I dropped my eyes as soon as it came time for the discussion questions. I've read and discussed this passage so many times, and I've always walked away feeling lame instead of encouraged. Our discussion leader picked up her paper and began to read the first question.
"What do you do well as a mother and wife?"
My eyes sprang back up in surprise. What do I do well? That wasn't the question I was expecting to hear. While listening, my mind had instantly jumped to all of things I don't do well, or at least don't do well enough. I don't do laundry enough. I don't talk kindly to my husband enough. I don't control my anxiety enough. I don't brush Sweet Pea's teeth often enough. I don't keep my car neat enough. I don't bring in enough income for our family.
Interestingly, that question seemed to catch all of us at the table off guard.
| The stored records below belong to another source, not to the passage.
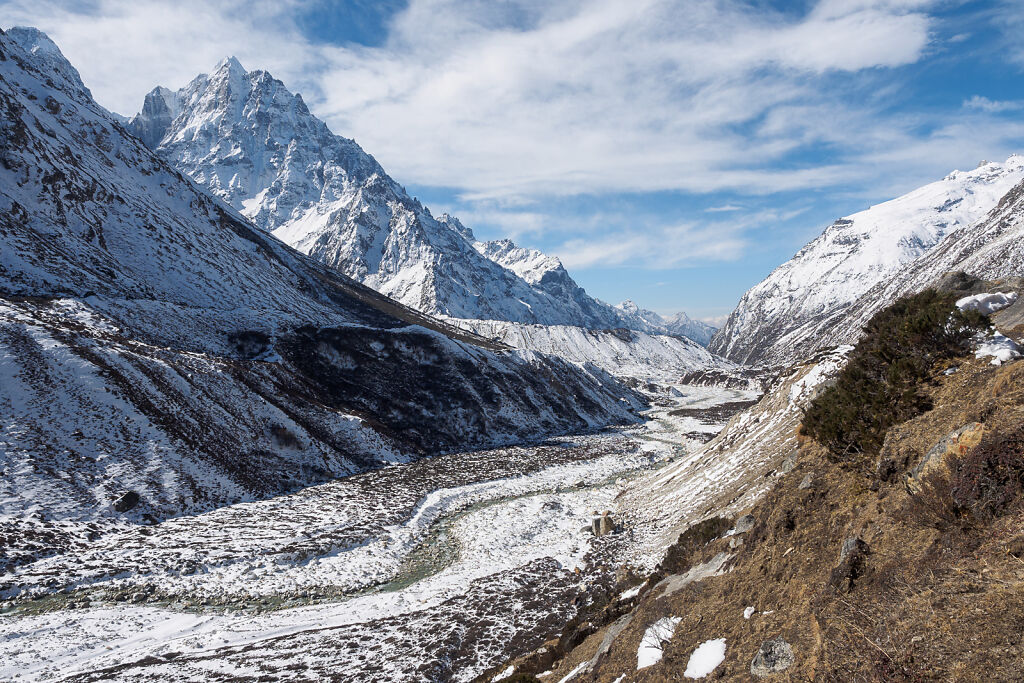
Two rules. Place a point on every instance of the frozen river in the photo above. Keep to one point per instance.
(431, 570)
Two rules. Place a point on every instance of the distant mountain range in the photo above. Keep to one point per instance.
(156, 345)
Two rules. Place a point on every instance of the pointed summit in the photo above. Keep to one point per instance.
(47, 54)
(229, 65)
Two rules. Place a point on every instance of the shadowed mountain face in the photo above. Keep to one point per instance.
(153, 341)
(249, 140)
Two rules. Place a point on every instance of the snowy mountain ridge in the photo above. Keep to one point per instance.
(155, 345)
(245, 137)
(776, 318)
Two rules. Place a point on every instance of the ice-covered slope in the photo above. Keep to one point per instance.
(991, 249)
(153, 341)
(622, 352)
(782, 313)
(249, 140)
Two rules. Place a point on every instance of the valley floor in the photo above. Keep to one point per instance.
(431, 570)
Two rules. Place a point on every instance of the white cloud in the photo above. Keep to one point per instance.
(991, 105)
(528, 98)
(648, 245)
(512, 103)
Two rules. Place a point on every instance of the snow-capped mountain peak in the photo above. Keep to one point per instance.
(852, 255)
(246, 138)
(47, 54)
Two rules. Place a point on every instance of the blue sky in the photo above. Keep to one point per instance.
(672, 153)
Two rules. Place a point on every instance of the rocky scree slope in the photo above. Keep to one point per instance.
(622, 352)
(781, 318)
(158, 350)
(250, 141)
(906, 566)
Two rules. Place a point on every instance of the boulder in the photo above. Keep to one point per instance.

As we blushingly smiled, it took some coaxing before we "admitted" to our positives. Why is that? Why are we so quick to judge ourselves? Before long, it came out all around our table that we were all intimidated by that Proverbs 31 woman. Our discussion leader gently reminded us that she isn't real, and that it's ok because this passage teaches us that we can't do this on our own and that we need Christ and we need others.
Somehow admitting my strengths completely changed my perspective of the rest of the discussion. Combined with the safety and often funny perspective of friends, I felt excited to conquer the areas I need to work on and felt peace in knowing that I can "do all things through Christ who gives me strength." I needed that encouragement, and I left MOPS that morning refreshed and renewed.
So, friends, it's your turn. What do you excel at as a woman in your home? I'm good at saving my family money, having joy in mothering, and keeping my family healthy. When you get discouraged, remember your worth and value!